Perioperatives Management - Komplizierte Narbenhernien- Reparation bei riesiger parastomaler Hernie mit offener, retromuskulärer Bionetz- Augmentation

  1. Indikationen

    Indikationen

    Die Rekonstruktion von Bauchdecken bei komplexen Narbenhernien oder Vorliegen eines Laparostomas stellt eine besondere Herausforderung dar. Ein „loss of domain“ repräsentiert die Extremform einer Volumenverschiebung der Eingeweide.

    Als komplexe Hernien gelten Bauchwandhernien bei Defektbreiten von mehr als 10 cm, das  Narbenhernienrezidiv nach Netzimplantation (Netzrandherniation, Netzausriss, Netzruptur), Hernien nach Lappentransfer (Denervierung, Hebedefekte) und Mehrfachrezidive.

    Grundsätzlich ist die Indikation zum Repair auch einer komplexen Hernien gegeben. Den Patienten fehlen ventral stabilisierende Elemente der Rumpfmuskulatur. Patienten mit solchen instabilen Bauchdecken beklagen Haltungsprobleme mit Rückenschmerzen. Physisch belastende Tätigkeiten und Sport sind stark eingeschränkt bis unmöglich. Eine intakte ventrale Bauchdecke ist von großer Bedeutung für physiologische Vorgänge wie Atmung und Defäkation.

    Weiterhin werden sich der Bauchdeckendefekt und das extraabdominelle Organvolumen weiter vergrößern. Die Rekonstruktion der Bauchdecke erfolgt letztendlich zur Vermeidung zunehmender Morbidität.

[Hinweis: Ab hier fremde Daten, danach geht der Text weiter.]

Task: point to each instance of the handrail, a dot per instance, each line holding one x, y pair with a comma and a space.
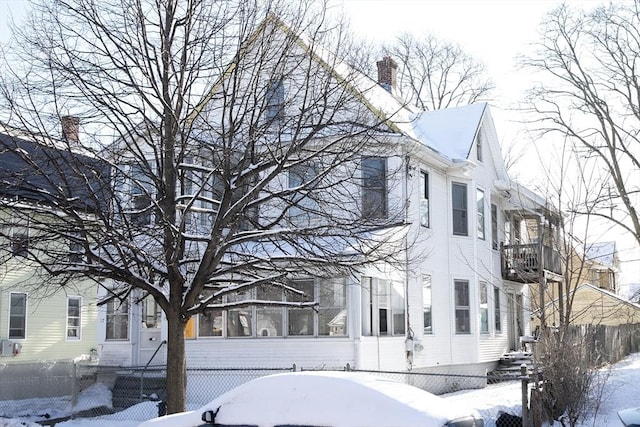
163, 342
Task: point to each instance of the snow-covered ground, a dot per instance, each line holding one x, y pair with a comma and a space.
622, 390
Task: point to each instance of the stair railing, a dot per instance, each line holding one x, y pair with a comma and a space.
163, 342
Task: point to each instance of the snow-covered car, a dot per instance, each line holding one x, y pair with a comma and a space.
330, 399
630, 417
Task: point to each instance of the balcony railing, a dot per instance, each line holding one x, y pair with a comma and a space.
521, 263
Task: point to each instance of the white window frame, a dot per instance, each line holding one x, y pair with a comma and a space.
382, 315
480, 216
374, 187
304, 207
24, 316
117, 313
248, 316
462, 306
78, 319
427, 305
484, 308
497, 310
424, 199
460, 211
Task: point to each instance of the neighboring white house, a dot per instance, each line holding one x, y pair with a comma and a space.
449, 308
38, 323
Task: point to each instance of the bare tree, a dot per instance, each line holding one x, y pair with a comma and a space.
435, 74
237, 162
589, 93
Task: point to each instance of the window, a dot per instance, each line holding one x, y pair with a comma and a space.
141, 194
496, 309
332, 310
494, 226
424, 199
210, 323
151, 313
18, 316
117, 320
328, 318
484, 309
384, 313
76, 254
480, 219
20, 244
275, 101
73, 318
301, 320
374, 187
459, 207
240, 320
304, 207
269, 319
426, 304
462, 308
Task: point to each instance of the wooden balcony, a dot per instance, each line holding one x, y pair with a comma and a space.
524, 263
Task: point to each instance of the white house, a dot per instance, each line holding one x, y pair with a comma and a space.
450, 306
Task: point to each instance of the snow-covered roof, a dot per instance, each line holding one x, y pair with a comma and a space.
451, 131
602, 253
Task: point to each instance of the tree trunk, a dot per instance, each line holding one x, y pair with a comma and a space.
176, 364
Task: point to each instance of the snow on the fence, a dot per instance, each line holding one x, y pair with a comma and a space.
622, 391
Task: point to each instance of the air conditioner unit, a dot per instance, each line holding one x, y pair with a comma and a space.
6, 348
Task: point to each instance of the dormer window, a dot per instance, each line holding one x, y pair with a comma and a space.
275, 101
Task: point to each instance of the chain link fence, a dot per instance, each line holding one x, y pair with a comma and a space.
140, 392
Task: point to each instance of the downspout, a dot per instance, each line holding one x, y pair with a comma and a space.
409, 344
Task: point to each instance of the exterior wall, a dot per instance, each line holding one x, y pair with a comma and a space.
46, 322
592, 306
305, 353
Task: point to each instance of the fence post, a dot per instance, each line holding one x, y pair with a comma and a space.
74, 384
524, 378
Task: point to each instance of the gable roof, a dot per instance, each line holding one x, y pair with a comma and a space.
602, 253
451, 131
35, 172
448, 132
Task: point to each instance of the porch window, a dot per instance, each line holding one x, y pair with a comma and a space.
304, 208
275, 101
494, 226
301, 320
459, 209
384, 307
480, 213
20, 244
497, 316
74, 305
462, 308
424, 199
374, 187
117, 320
240, 320
269, 319
426, 304
484, 309
332, 310
17, 315
151, 313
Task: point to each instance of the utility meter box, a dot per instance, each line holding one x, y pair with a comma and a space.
6, 348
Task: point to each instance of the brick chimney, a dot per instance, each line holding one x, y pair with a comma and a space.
387, 72
70, 128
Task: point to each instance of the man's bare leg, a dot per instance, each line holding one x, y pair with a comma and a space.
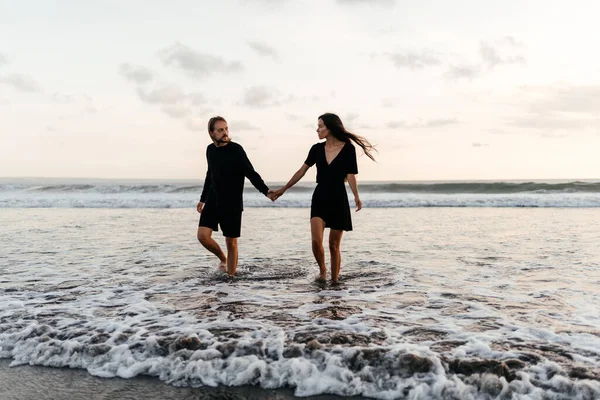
205, 238
231, 255
317, 227
335, 239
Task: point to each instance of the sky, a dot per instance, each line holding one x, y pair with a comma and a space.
445, 90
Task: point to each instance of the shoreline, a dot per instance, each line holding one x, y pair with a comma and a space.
27, 382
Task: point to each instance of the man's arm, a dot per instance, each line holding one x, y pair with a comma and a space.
205, 189
252, 175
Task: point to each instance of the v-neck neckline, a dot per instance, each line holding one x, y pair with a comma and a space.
336, 156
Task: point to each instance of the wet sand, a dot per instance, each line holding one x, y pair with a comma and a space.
46, 383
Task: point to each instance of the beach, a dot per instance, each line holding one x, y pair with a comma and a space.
434, 302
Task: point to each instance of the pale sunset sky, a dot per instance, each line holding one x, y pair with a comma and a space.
446, 90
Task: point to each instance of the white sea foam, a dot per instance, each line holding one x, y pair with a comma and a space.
476, 303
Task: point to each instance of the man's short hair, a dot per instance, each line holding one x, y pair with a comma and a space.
213, 121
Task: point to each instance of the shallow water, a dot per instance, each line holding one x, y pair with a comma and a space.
433, 303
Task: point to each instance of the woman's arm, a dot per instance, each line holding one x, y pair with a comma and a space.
294, 179
354, 186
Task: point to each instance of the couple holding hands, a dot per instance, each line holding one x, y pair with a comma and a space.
221, 202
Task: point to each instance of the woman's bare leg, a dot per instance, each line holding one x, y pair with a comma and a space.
317, 227
335, 239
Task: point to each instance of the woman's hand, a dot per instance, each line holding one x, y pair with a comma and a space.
358, 203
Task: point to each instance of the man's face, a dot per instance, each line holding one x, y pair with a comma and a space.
221, 132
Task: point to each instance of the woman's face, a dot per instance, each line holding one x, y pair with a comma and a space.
322, 130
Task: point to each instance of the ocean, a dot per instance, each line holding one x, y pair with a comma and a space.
449, 290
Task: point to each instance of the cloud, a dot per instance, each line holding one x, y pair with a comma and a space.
176, 111
561, 108
21, 82
196, 124
197, 99
491, 56
166, 94
432, 123
260, 96
195, 64
369, 2
3, 60
136, 73
350, 118
264, 50
242, 126
469, 72
512, 41
413, 60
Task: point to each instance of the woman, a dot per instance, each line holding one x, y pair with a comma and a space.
336, 163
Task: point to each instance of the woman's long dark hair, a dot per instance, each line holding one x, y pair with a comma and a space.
336, 128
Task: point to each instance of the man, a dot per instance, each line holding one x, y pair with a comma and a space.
221, 202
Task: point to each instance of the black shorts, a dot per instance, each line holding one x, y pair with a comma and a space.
230, 221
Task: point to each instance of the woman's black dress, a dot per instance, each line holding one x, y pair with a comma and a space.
330, 200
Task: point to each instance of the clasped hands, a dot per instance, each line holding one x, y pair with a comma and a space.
275, 194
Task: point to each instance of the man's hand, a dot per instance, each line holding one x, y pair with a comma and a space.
358, 203
275, 194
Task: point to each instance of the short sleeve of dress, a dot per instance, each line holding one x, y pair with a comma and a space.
311, 159
351, 164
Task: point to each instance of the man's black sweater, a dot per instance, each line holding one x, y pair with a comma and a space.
224, 184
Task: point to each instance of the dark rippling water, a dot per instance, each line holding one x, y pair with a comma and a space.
448, 303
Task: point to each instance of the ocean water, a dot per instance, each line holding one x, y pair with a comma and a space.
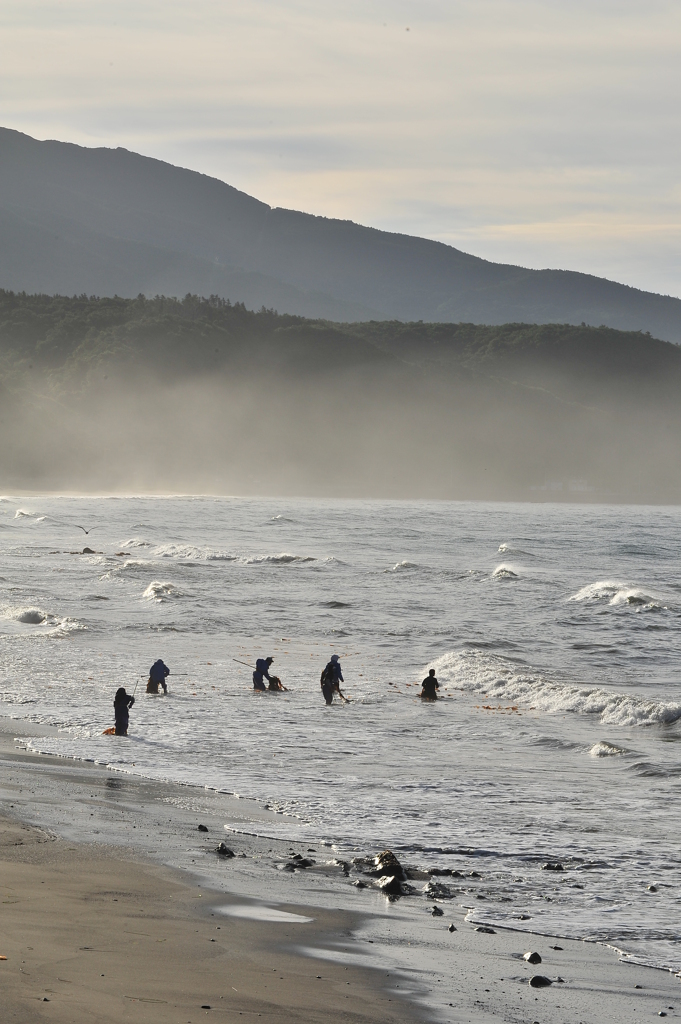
555, 632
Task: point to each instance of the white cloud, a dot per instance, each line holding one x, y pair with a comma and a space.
537, 132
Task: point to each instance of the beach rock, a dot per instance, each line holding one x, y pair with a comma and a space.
436, 890
391, 886
387, 863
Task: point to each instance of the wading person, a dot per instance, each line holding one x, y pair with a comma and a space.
332, 677
122, 704
429, 686
157, 677
261, 673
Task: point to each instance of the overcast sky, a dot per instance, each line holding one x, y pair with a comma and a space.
544, 133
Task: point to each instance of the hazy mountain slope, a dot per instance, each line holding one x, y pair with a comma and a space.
200, 395
73, 215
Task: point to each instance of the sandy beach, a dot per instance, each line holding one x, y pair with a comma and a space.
104, 930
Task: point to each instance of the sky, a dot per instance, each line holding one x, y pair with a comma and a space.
541, 133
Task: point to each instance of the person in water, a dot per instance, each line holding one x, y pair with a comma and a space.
122, 704
157, 677
332, 677
261, 673
429, 686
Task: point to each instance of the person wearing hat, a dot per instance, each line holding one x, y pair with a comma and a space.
429, 686
261, 673
332, 677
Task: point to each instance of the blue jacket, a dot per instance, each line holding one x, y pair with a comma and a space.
336, 674
158, 672
261, 669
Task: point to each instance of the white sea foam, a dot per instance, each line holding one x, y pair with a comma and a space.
32, 616
505, 572
605, 750
499, 679
190, 552
284, 559
161, 591
616, 593
131, 566
508, 549
49, 624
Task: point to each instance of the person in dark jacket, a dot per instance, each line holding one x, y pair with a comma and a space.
157, 677
261, 673
332, 677
429, 686
122, 704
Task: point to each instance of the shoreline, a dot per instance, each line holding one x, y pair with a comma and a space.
150, 829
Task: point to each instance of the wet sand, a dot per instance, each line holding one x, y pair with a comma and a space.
90, 936
95, 923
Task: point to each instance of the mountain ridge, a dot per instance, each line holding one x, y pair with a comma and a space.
104, 221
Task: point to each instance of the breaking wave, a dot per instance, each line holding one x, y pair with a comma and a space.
131, 566
605, 750
33, 616
160, 591
192, 553
34, 516
504, 572
508, 549
51, 625
498, 679
615, 593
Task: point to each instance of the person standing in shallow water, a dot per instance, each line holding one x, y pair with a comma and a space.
429, 686
157, 677
332, 677
122, 704
261, 673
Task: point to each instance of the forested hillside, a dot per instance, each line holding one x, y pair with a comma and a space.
110, 221
204, 394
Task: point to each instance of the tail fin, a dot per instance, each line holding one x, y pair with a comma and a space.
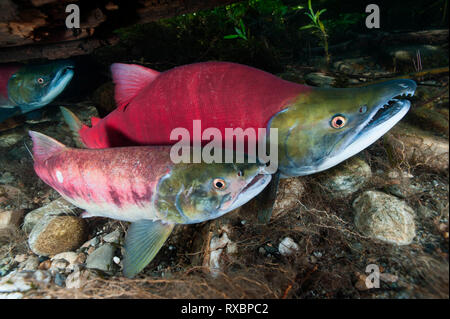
129, 80
44, 147
74, 124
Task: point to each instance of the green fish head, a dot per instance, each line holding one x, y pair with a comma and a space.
325, 127
193, 193
34, 86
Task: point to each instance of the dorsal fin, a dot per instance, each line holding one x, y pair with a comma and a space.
95, 120
129, 80
44, 146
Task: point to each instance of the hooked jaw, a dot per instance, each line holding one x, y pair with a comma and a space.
386, 111
59, 83
253, 188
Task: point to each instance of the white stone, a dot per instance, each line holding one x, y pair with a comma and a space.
384, 217
287, 246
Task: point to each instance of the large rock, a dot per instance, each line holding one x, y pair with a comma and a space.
346, 178
57, 207
57, 234
17, 282
10, 218
411, 145
102, 259
384, 217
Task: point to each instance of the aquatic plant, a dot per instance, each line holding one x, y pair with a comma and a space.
318, 26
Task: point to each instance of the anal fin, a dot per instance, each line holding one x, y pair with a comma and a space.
142, 242
266, 199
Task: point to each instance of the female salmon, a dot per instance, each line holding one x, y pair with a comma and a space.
144, 186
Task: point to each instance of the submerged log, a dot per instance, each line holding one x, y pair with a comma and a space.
37, 28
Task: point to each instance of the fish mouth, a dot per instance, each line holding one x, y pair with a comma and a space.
388, 112
59, 83
253, 188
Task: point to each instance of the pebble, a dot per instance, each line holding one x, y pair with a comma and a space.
116, 260
10, 218
102, 259
7, 178
113, 237
21, 281
288, 246
9, 139
57, 234
320, 79
60, 280
290, 190
32, 263
346, 178
78, 279
56, 207
384, 217
91, 243
45, 265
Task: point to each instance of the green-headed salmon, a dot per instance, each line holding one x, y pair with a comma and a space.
143, 186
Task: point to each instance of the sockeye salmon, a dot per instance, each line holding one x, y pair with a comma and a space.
143, 186
25, 88
317, 127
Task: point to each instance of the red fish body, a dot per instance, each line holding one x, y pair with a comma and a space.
220, 94
118, 183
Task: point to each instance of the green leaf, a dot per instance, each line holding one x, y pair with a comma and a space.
242, 25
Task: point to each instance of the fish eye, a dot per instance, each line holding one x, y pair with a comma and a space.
338, 121
219, 184
363, 109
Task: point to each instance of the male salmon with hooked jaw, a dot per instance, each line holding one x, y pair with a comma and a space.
318, 128
25, 88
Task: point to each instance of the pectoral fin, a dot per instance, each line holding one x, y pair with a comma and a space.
143, 241
7, 112
266, 199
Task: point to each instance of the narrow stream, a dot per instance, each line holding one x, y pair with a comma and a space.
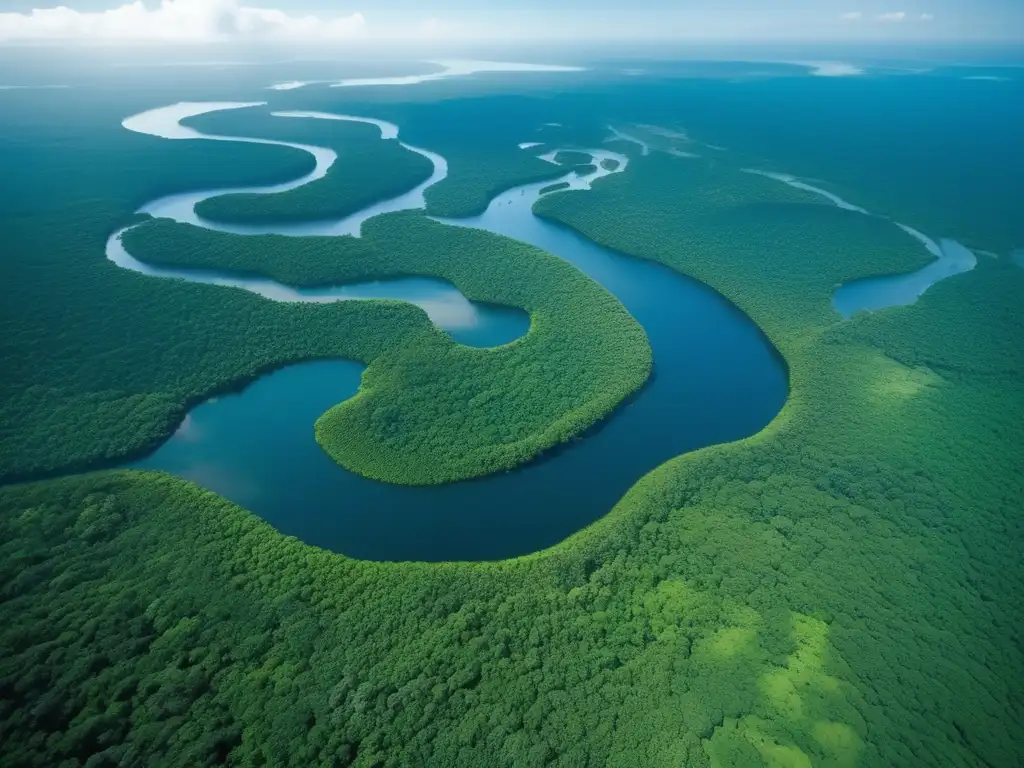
883, 291
716, 379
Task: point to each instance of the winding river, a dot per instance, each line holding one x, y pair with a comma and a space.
716, 379
883, 291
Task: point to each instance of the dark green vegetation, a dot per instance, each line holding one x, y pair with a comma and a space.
842, 589
367, 170
431, 411
555, 187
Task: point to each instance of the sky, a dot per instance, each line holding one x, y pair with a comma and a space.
395, 20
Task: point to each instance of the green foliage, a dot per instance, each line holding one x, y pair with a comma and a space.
430, 411
368, 169
842, 589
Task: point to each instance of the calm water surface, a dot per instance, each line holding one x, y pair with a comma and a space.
716, 379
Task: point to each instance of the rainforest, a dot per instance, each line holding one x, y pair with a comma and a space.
603, 412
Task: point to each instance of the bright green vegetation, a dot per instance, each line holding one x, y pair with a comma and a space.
431, 411
792, 599
555, 187
473, 180
100, 364
842, 589
571, 158
367, 170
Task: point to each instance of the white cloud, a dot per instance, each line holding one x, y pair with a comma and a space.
175, 20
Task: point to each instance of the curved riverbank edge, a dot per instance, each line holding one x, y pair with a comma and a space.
877, 292
181, 209
442, 302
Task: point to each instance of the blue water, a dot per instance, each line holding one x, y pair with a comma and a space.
870, 294
716, 379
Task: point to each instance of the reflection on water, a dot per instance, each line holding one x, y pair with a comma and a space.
716, 379
870, 294
467, 322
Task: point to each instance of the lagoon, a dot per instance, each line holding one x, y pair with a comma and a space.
716, 379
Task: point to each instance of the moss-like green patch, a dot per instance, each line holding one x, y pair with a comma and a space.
431, 411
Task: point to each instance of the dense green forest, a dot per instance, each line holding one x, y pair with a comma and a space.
431, 411
367, 170
842, 589
555, 187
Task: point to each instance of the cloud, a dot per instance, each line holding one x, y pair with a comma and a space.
175, 20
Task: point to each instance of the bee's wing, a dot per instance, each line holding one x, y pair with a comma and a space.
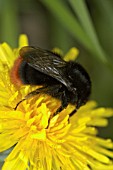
45, 62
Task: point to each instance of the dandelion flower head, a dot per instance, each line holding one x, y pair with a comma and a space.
42, 140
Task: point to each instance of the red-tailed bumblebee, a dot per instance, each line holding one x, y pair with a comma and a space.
66, 81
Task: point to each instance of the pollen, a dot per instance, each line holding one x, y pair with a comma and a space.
41, 139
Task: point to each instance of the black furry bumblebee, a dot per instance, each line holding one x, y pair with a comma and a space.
66, 81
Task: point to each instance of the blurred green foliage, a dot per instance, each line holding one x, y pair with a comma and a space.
88, 25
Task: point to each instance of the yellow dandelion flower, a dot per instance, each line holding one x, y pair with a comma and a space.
42, 140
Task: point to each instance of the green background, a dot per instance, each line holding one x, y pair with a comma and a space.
87, 25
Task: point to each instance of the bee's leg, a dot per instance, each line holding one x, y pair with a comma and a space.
64, 102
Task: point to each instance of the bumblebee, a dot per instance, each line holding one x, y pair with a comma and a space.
67, 81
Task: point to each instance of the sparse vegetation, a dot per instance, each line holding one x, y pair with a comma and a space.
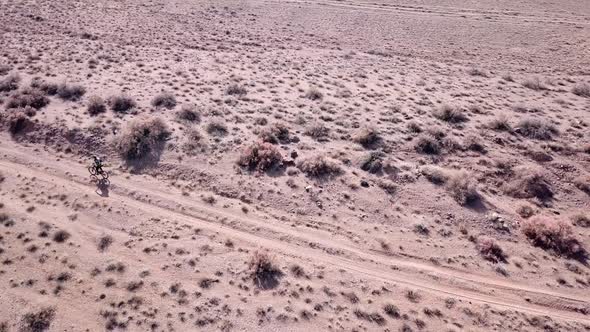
555, 235
261, 157
319, 166
141, 138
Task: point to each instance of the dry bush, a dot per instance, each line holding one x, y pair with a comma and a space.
122, 103
277, 133
490, 249
582, 90
501, 123
96, 105
9, 83
188, 113
164, 100
534, 84
70, 92
37, 322
314, 94
529, 183
31, 97
319, 166
536, 129
554, 235
216, 128
462, 188
435, 174
318, 131
236, 90
260, 156
18, 122
427, 144
263, 271
141, 138
367, 137
450, 114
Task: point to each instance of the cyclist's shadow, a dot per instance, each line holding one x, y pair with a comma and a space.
102, 187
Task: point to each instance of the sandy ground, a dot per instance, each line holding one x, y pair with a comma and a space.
451, 190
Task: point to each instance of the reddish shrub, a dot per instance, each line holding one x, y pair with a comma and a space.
554, 235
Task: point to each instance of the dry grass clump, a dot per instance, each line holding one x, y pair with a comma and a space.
314, 94
318, 131
490, 249
9, 83
96, 105
263, 270
462, 188
141, 138
236, 90
582, 90
529, 183
38, 321
450, 114
71, 92
28, 96
319, 166
188, 113
121, 103
164, 100
18, 122
260, 156
277, 133
554, 235
427, 144
536, 129
534, 84
367, 137
216, 128
501, 123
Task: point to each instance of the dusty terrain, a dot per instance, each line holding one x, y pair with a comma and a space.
295, 165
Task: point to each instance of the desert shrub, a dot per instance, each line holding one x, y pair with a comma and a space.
490, 249
529, 183
18, 122
71, 92
391, 310
9, 83
37, 322
164, 100
582, 90
31, 97
319, 166
450, 114
216, 128
314, 94
260, 156
536, 129
501, 123
372, 162
553, 235
96, 105
263, 270
277, 133
534, 83
188, 113
367, 137
121, 103
236, 89
435, 174
318, 131
141, 137
462, 188
427, 144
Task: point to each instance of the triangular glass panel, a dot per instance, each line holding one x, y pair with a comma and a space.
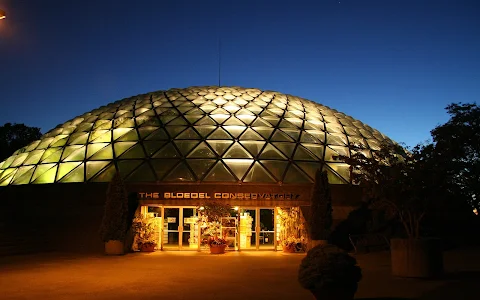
205, 130
146, 131
153, 146
264, 131
186, 146
129, 136
74, 176
188, 134
99, 136
26, 174
164, 119
303, 154
258, 174
180, 173
286, 148
195, 111
193, 118
152, 121
219, 146
125, 167
245, 112
173, 131
287, 124
34, 157
280, 136
121, 147
143, 173
178, 121
168, 151
220, 111
202, 151
259, 122
233, 122
235, 131
336, 140
220, 118
163, 166
106, 174
102, 154
251, 135
21, 171
93, 167
237, 151
254, 147
46, 175
220, 134
271, 152
206, 121
239, 166
309, 167
118, 132
69, 150
134, 152
294, 175
334, 178
158, 135
200, 166
76, 139
310, 139
276, 167
315, 149
220, 173
52, 155
293, 133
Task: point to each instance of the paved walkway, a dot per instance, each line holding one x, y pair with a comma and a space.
192, 275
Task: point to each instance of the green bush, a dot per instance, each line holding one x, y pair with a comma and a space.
114, 223
328, 267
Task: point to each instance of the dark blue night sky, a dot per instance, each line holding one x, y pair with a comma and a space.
393, 64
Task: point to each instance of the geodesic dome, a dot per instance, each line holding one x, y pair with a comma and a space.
196, 134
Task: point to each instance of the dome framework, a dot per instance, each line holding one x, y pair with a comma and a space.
196, 134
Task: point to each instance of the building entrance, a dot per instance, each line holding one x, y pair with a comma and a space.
248, 228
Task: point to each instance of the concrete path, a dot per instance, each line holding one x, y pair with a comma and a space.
192, 275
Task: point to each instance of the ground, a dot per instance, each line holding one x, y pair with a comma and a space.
193, 275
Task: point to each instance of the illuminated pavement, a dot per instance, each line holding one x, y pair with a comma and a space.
179, 275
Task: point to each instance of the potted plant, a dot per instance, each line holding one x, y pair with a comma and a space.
113, 229
211, 214
292, 229
293, 245
405, 186
320, 210
217, 245
144, 229
329, 273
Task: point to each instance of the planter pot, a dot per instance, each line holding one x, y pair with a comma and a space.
314, 243
114, 247
289, 249
146, 247
335, 293
422, 258
219, 249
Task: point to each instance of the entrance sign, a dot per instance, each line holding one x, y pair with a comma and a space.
253, 196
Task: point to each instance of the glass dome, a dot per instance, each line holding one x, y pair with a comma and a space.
196, 134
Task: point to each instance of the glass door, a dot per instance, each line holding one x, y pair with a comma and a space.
171, 228
267, 229
247, 229
190, 229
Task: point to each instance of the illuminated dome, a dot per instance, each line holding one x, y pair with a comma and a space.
196, 134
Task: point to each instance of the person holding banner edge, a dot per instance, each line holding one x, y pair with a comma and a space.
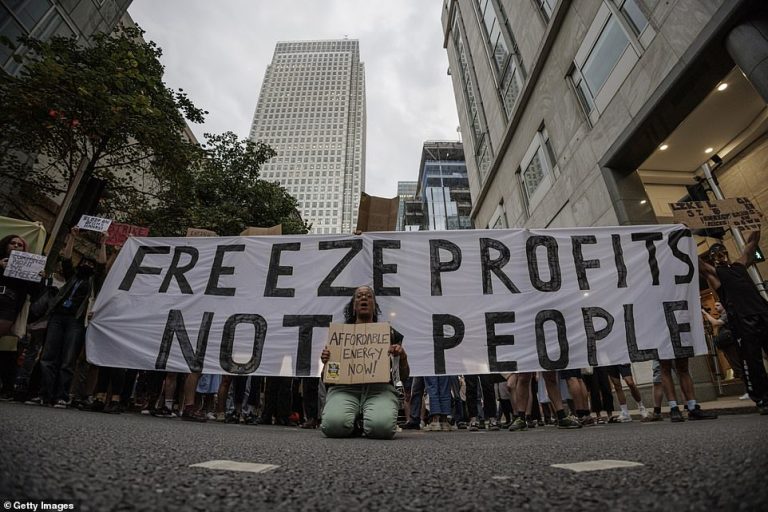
375, 404
66, 324
747, 309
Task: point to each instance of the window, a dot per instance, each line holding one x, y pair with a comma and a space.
612, 46
537, 169
474, 113
505, 63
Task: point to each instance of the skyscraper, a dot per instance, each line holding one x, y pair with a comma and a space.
311, 110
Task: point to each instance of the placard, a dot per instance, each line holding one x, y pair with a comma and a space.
738, 212
25, 265
94, 223
359, 353
118, 233
198, 232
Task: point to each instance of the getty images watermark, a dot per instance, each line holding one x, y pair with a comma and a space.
38, 505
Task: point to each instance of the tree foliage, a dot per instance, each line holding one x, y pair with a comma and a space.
103, 106
223, 193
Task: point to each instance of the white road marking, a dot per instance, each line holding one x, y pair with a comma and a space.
230, 465
597, 465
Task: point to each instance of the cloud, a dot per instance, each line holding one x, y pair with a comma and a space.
218, 54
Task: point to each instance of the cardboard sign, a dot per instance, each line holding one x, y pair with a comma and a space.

    Das Problem dieser komplexen Fälle ist die Retraktion der seitlichen Bauchmuskulatur. Die Spannung Richtung Mittellinie kann durch einen Längengewinn der seitlichen Bauchmuskulatur erheblich verringert werden.

    Für diese Maßnahme gibt es verschiedene Techniken zum Wiedergewinn der Muskellänge an der seitlichen Bauchdecke

    1. Bauchdeckenrelaxation mit BTA (Präoperative iatrogene, passagere Lähmung der seitlichen Bauchmuskulatur mit Botulinumtoxin)
    2. Progressives Pneumoperitoneum (Bauchdeckendilatation durch ein präoperatives  Pneumoperitoneum)
    3. Intraoperative Faszienretraktion (Traktion der Bauchdecke unter pharmakologischer Relaxation) s. auch spezielle Vorbereitung

    Im demonstrierten Fall  war nach medianer Laparotomie mit Sigmaresektion und Anlage eines endständigen Colostomas (Hartmann- Situation) eine parastomale Hernie aufgetreten. Mehrfache auswärtige Therapieversuche zuletzt mit Implantation eines Kunststoffnetzes in Onlaytechnik führten zu einem progedienten Narbenhernienrezidiv mit Hautulzeration und teilweise Freiliegen des Netzes.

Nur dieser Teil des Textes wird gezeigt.